Vice President Dick Cheney ended an 11-nation Mideast tour Wednesday by promising Turkey financial aid for peacekeeping in Afghanistan.

Cheney said he hoped Turkey would agree to lead the force, now being run by Britain. But he failed to win the key NATO ally's support for a tougher policy against neighbor Iraq.

Cheney wrapped up an 11-nation tour of the Middle East with his stop in Turkey, and was heading back to Washington later Wednesday.

He is due to report to President Bush on Thursday. Secretary of State Colin Powell and Condoleezza Rice, the president's national security assistant, plan to attend the White House meeting.

The uniform message Cheney received from Arab leaders with whom he discussed Iraq was to give diplomacy a chance, an Arab diplomat told The Associated Press in Washington.

U.N. Secretary-General Kofi Annan plans to meet with a senior Iraqi official next month in New York about permitting U.N. weapons inspectors to return to Iraq after a lapse of more than three years.

If Iraq rejects weapons inspections, the Bush administration would have a better case for military action, said the Arab official, speaking on condition of anonymity.

Also, the Arab League holds a pivotal next week in Beirut, Lebanon, and is expected to endorse a Middle East peace initiative by Crown Prince Abdullah of Saudi Arabia.

Turkey has been asked to replace Britain next month in leading the international force in Kabul. But the Islamic nation has expressed reservations about the assignment, citing financial worries and lack of a clear exit strategy.

Cheney said he told Turkish leaders that the Bush administration was sending Congress a $228 million aid package to help Turkey defray peacekeeping costs.

He also said he assured Turkish leaders that the United States had limited plans for the force, and that it would remain in the vicinity of Kabul, the Afghan capital.

"We're not talking about expanding it to other areas," Cheney told reporters.

Cheney also promised to assist Turkey in its bid to become a member of the European Union.

Turkish Prime Minister Bulent Ecevit became the latest leader on Cheney's tour to criticize U.S. proposals to widen the war on terrorism to Baghdad. He suggested such strikes could hurt Turkey's tottering economy.

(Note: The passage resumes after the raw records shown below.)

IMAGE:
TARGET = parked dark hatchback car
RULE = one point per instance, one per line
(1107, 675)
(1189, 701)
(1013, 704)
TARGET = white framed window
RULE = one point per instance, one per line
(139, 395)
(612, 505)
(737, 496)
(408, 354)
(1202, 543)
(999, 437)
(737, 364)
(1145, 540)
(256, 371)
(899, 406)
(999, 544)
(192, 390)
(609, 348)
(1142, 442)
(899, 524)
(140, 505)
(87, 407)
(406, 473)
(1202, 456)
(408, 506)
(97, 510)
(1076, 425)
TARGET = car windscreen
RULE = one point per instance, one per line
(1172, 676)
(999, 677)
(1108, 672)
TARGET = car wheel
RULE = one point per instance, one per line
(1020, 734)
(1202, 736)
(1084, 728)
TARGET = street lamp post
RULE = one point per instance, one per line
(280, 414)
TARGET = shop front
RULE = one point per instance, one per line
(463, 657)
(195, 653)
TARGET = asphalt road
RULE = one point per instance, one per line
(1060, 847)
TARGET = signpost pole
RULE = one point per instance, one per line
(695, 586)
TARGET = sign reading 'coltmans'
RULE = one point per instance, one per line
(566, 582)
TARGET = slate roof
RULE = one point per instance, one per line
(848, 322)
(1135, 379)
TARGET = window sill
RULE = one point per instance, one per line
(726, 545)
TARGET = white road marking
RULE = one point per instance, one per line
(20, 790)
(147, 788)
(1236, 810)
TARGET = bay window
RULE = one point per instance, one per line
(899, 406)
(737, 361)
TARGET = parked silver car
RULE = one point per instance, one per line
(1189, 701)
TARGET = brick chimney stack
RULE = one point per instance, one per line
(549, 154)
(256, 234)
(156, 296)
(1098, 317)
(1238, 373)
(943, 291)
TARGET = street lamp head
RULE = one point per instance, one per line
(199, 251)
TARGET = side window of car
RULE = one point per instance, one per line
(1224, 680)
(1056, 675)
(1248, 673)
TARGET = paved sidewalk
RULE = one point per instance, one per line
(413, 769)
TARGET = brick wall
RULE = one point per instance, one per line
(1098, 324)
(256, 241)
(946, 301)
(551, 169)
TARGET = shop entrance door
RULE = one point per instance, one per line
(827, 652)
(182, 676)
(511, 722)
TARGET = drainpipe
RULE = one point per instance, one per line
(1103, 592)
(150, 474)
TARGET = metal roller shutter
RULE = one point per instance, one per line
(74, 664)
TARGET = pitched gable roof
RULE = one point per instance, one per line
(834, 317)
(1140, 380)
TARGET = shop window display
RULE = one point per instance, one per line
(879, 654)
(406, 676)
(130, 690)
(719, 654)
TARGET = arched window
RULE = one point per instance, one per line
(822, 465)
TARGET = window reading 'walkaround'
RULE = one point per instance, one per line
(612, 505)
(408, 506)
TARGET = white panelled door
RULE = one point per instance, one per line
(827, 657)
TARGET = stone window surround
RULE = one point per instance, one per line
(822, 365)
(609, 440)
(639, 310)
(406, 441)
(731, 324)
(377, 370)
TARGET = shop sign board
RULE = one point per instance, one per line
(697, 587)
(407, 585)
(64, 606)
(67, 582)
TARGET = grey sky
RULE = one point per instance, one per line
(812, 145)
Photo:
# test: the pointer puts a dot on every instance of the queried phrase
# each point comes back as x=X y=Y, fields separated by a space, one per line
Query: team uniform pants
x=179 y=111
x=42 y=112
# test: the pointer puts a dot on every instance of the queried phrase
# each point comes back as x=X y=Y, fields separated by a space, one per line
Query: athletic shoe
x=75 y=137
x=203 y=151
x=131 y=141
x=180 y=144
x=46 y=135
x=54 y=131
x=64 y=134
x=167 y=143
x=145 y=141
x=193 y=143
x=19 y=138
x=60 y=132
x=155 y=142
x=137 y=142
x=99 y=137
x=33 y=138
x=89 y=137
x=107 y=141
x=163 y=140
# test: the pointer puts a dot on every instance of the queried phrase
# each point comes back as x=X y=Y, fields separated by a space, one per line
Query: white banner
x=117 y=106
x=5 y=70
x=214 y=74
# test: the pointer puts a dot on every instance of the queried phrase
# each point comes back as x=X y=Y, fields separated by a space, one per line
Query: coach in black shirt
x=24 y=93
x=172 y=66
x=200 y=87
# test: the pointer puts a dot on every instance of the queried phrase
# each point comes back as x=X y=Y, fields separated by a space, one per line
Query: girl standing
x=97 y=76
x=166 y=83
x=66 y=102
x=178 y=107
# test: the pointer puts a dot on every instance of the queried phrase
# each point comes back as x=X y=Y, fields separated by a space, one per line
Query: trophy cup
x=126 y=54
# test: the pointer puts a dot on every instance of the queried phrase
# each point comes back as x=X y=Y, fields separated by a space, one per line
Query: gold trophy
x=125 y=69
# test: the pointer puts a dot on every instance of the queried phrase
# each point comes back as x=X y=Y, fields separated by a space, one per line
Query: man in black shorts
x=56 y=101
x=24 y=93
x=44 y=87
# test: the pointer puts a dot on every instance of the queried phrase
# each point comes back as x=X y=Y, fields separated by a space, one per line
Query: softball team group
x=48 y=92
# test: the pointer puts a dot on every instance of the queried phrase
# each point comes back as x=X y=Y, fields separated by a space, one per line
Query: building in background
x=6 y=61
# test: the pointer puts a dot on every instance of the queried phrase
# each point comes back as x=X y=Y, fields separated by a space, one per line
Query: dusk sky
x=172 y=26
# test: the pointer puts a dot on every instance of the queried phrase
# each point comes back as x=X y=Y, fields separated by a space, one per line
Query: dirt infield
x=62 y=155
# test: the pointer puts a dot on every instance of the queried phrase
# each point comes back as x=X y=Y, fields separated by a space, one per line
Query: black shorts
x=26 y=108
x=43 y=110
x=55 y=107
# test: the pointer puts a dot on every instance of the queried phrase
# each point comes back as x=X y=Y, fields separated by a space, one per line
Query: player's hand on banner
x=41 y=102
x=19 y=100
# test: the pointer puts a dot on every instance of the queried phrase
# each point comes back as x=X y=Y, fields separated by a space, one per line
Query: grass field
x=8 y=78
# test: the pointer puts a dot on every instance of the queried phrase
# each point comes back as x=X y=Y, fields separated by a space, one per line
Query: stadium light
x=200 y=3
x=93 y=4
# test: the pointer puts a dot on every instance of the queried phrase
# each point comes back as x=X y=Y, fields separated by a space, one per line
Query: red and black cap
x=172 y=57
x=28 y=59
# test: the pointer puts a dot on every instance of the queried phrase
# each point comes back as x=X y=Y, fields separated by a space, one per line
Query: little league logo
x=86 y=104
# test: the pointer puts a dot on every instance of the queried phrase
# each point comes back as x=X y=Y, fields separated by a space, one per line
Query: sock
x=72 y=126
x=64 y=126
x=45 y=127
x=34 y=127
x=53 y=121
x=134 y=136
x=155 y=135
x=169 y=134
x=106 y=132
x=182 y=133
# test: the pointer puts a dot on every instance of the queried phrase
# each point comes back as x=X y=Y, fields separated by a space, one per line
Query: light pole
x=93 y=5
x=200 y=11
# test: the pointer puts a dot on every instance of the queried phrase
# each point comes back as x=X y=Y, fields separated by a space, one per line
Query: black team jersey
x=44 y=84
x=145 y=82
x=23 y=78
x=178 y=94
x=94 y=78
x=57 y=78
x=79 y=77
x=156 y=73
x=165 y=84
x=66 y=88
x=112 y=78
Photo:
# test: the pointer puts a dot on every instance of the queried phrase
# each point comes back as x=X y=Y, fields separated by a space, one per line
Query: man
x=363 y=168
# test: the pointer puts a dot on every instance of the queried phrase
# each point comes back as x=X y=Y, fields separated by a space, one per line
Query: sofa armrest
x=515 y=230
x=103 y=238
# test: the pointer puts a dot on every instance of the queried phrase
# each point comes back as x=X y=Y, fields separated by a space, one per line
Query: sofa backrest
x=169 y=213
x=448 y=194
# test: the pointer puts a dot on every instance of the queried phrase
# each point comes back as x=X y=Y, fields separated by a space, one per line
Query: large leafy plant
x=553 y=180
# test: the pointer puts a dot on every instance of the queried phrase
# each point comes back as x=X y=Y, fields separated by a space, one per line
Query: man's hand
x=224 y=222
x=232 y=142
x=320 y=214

Still, Ecevit told reporters after the meeting that Cheney had "very clearly stated that there will be no military action against Iraq in the foreseeable future."

Cheney disputed that characterization of his remarks. "I said military action is not imminent. And that's what I've been saying at every stop."

Cheney made similar remarks Tuesday in Jerusalem. "There has been great press speculation about possible military action against Iraq. I have said repeatedly no such decision has been made," Cheney said at a news conference with Israeli Prime Minister Ariel Sharon.

Turkey was Cheney's final stop on a swing through the region to solicit support for the next phase in war on terror and to increase pressure on Iraq, which the United States accuses of developing weapons of mass destruction.

But his mission was dominated by the raging Israel-Palestinian violence.

On Tuesday, in Israel, Cheney said he would return to the region as early as next week to meet Palestinian leader Yasser Arafat if a cease-fire is in place and if Arafat takes sufficient steps to rein in Palestinian terrorists.

The White House has decided that the meeting, if it occurs, will be in Egypt.

Turkey was a staging point for U.S. attacks during the 1991 Gulf War and U.S. planes continue to be based at Incirlik air base, from which they patrol a no-fly zone over northern Iraq.

Turkey has been urging the United States not to attack Iraq, saying it does not pose a current threat to its neighbors.

Turkish officials suggested that another conflict would wreak havoc on Turkey's fragile economy. Turkey claims it lost $30 billion in revenues after the Gulf War.

On his way out of Ankara, Cheney visited the mausoleum of Ataturk, the founder of modern Turkey.